The WBC mandatory challenger waited three years for his chance and only a brief interruption when he lost and then regained his interim championship from Alexander Povetkin halted his reign.
After Anthony Joshua’s defeat to Oleksandr Usyk and the activation of a rematch clause it suspended the chances of an undisputed fight between either of the pair and Fury, and set up Whyte to finally be given the nod.
34-year-old Whyte now faces Fury on Saturday night at Wembley Stadium, and the challenger has opened up a little more to the media in recent days, but is largely a remote figure after agreeing the terms of the fight.
That time has been spent in the gym preparing for his opportunity, and is head coach Xavier Miller believes that all the work done in the past two years sets him up for a strong performance.
"I think it's a case of locking ourselves away for the past couple of years in Portugal, I think it's being involved in three or four different training camps, I think it's speaking to Dillian earlier on when I got appointed as head coach and saying 'we need to improve on certain aspects of your game'," Miller said to Sky Sports.
"He's a tremendous fighter, a tremendous fighter.
"His ceiling is a lot higher than where it is right now and that's why I've been working so hard.
"I'm ultra confident, ultra confident."
Whyte has defeated some top names in the division such as Derek Chisora, Robert Helenius, Lucas Brown and Joseph Parker, though he suffered a defeat to Joshua in 2015 and Povetkin in 2020.

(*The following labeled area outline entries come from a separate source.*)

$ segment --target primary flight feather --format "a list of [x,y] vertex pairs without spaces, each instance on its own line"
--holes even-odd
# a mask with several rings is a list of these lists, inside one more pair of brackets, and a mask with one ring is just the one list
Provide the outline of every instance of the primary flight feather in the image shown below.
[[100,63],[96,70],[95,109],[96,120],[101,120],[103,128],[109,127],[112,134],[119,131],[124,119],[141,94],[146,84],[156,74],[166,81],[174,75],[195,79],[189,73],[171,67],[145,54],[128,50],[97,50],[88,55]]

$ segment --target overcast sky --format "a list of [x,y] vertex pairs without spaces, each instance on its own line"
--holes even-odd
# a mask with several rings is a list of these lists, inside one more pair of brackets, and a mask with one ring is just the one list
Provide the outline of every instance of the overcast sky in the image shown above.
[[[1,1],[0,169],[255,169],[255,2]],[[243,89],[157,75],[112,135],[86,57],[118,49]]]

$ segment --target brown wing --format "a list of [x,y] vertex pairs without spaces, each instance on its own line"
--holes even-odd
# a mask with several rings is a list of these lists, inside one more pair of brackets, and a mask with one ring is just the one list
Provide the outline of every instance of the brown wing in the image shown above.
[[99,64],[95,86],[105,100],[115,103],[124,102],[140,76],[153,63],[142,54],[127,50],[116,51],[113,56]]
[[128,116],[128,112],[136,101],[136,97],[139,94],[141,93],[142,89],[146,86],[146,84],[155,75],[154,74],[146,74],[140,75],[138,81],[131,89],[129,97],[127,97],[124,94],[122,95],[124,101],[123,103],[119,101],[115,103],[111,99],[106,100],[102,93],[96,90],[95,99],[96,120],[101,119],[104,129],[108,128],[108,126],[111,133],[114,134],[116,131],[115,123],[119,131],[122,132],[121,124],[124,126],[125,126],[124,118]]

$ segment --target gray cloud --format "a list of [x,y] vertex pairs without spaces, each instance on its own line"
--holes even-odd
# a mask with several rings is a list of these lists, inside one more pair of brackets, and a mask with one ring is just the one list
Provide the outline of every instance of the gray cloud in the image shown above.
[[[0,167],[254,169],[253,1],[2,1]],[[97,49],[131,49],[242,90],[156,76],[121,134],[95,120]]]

"I think some of it is we've just had to go back to basics," Miller explained. "I think because I spent so long building fighters from scratch, there's a format and that takes time.
"No matter how anybody wants to spin it, you don't just get a fighter in who hasn't fought for world titles yet and change things immediately.
"There are things that had to be worked on, we've taken our time and done that.
"Honestly the fight couldn't come at a better time, it's now."
Miller backed Whyte’s power as a threat, with his most recent victory coming with a powerful knockout against Povetkin.
"You don't have to be a boxing coach to see (how Whyte can hurt Fury)," Miller claimed.
"If Dillian catches you clean you're dropped. The problem is you've got to keep Tyson Fury there.
"You give credit where it's due, when he has gone down he's got up. He's got a lot of heart, he wants to fight, but our job is once we've got him down to keep him down, that's our job."